2. I depopulated about half of the preamp board in anticipation of my next phase of this build. Probably
a really stupid idea to fire up the amp with the power leads still connected to the preamp board in this
state. Maybe this further unbalanced the supply voltage going to the amp board?
3. I connected a standalone preamp to the amp section to test for any noise in this section after my
rebuild of the amp board. In my hast to hook up the preamp I believe I swapped input for output on the
preamp. Not sure if this would effect anything as far as R753 exploding but nevertheless, after running
for 5-10 seconds it did just that. The preamp I used is a DIY deal I assembled a few months back. It
had preformed well with a class A amp I had built but I'm thinking there may have been a compatibility
issue with the 1060 or it was mainly because I hooked it up wrong.

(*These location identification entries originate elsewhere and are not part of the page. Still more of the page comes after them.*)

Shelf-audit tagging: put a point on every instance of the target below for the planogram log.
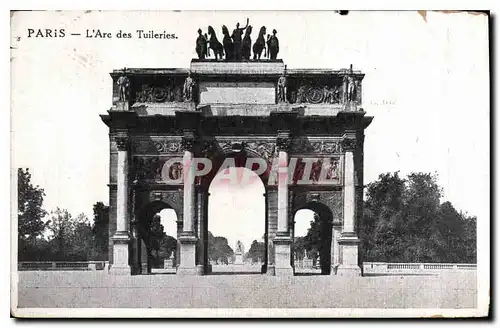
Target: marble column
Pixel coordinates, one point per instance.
(201, 265)
(283, 241)
(348, 240)
(335, 251)
(121, 238)
(188, 238)
(272, 226)
(263, 268)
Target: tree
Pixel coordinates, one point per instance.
(68, 234)
(218, 248)
(100, 230)
(30, 212)
(256, 251)
(168, 244)
(404, 221)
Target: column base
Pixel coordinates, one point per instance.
(187, 254)
(348, 243)
(122, 106)
(120, 264)
(348, 271)
(282, 255)
(120, 270)
(334, 269)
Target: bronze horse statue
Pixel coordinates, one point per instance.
(228, 43)
(247, 44)
(214, 44)
(260, 44)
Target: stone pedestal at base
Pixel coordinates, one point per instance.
(168, 264)
(349, 243)
(282, 266)
(121, 106)
(120, 264)
(238, 258)
(307, 263)
(200, 269)
(188, 255)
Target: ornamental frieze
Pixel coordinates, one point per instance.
(265, 149)
(163, 93)
(157, 146)
(319, 147)
(151, 169)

So after collecting myself I'll be putting a mouser order in for a few new parts plus everything else I still need for the preamp, tone boards, and phono board rebuild. I can say I got a little too confident in my abilities up to this point. From now on I will play it safe, section by section, and not introduce any outside factors like not fully tested DIY components. Hope others can learn from my mistakes as well.
Again, Paul, hope you're having a bit more luck with your 1060. Would like to hear an update on any progress you might have made.